Krasin at arabasına saldırıda kullanılmak üzere bombaların üretilmesine yardım etti.[10] Kamo'nun çetesi bombaları bir kanepenin içine doldurarak Tiflis'e sokmayı başardı.[17] Soygundan sadece birkaç hafta önce, Kamo yanlışlıkla Krasin'in bombalarından birinin fünyesini kurmaya çalışırken fitilledi.[18] Patlama Kamo'nun gözünü ağır bir biçimde yaraladı ve kalıcı bir iz bıraktı.[19][20] Hissettiği yoğun acıdan dolayı bir ay yatakta kalmak zorunda kaldı ve soygun sırasında da tamamen iyileşmemişti.[11][20]1
Soygun günü
Saldırı günü olan 26 Temmuz 1907'de Stalin de dâhil saldırıyı düzenleyen yirmi kişi, Erivan Meydanı yakınlarında (okul, banka ve vali konağından iki dakikalık mesafede) planlarının son aşamalarını bitirmek için buluştular ve toplantının ardından saldırıya hazır bir biçimde önceden kararlaştırdıkları yerlere gittiler.[21] Rus yetkililer Tiflis'te devrimciler tarafından geniş bir eylem planlandığının farkına vardılar ve ana meydandaki güvenlik güçlerinin sayısını arttırdılar. Saldırıdan hemen önce, aldıkları bir ihbar sonucu Erivan Meydanı'nda her sokak başına bir görevli yerleştirildi.[12] Bu artırılmış güvenlik önlemleriyle başa çıkabilmek için çete üyeleri, saldırıdan önce her bir görevlinin yerini tespit etti ve yukarıdan meydanı izlemeleri için binaların üzerine gözcüler gönderdi.[11][12]

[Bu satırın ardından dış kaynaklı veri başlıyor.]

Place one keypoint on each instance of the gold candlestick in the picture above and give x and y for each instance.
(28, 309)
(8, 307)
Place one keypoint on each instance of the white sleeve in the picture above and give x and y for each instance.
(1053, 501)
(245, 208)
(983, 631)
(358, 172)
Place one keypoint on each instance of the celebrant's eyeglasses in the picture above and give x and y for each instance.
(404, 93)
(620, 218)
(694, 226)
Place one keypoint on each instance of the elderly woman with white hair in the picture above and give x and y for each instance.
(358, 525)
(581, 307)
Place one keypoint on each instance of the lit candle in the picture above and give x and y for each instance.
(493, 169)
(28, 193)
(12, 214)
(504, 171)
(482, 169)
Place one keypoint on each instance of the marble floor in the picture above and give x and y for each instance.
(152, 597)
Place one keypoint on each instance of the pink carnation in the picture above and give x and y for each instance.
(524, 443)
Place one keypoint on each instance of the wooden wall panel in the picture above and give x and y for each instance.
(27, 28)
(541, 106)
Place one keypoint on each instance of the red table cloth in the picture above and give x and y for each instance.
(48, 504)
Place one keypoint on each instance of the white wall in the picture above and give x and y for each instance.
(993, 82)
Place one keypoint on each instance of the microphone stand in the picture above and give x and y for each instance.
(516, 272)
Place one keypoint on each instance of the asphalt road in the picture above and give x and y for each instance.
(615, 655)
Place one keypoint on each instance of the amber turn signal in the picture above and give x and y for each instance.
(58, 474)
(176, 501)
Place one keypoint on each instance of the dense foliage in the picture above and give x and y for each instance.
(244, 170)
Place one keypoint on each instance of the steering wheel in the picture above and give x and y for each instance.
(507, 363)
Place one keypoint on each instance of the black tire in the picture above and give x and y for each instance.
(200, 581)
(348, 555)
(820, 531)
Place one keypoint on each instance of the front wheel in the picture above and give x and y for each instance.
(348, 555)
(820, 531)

Çete üyelerinin çoğu köylü kılığında sokak köşelerinde altıpatlar ve el bombalarıyla bekledi.[11] Çetenin geri kalanından farklı olarak Kamo süvari yüzbaşısı kılığına meydana bir faytonla geldi.[11][22]
Komplocular soyguna hazırlık olarak meydanın hemen önündeki "Tilipuchuri" adlı meyhaneyi ele geçirdi. David Sagiraşvili adında bir şahidin ifadesine göre, daha sonra soygunculardan biri olduğu ortaya çıkan arkadaşı Baçua Kupriaşvili kendisini bir meyhaneye davet edip orada kalmasını istedi. Sagiraşvili meyhaneye girdikten sonra silahlı adamların insanların buradan çıkmasına engel olduğunu fark etti. Silahlı adamlar bankaya ait olan posta arabasının meydana yaklaştığını işaretini alınca silahlarını çekip binadan hızlıca ayrıldılar.[11]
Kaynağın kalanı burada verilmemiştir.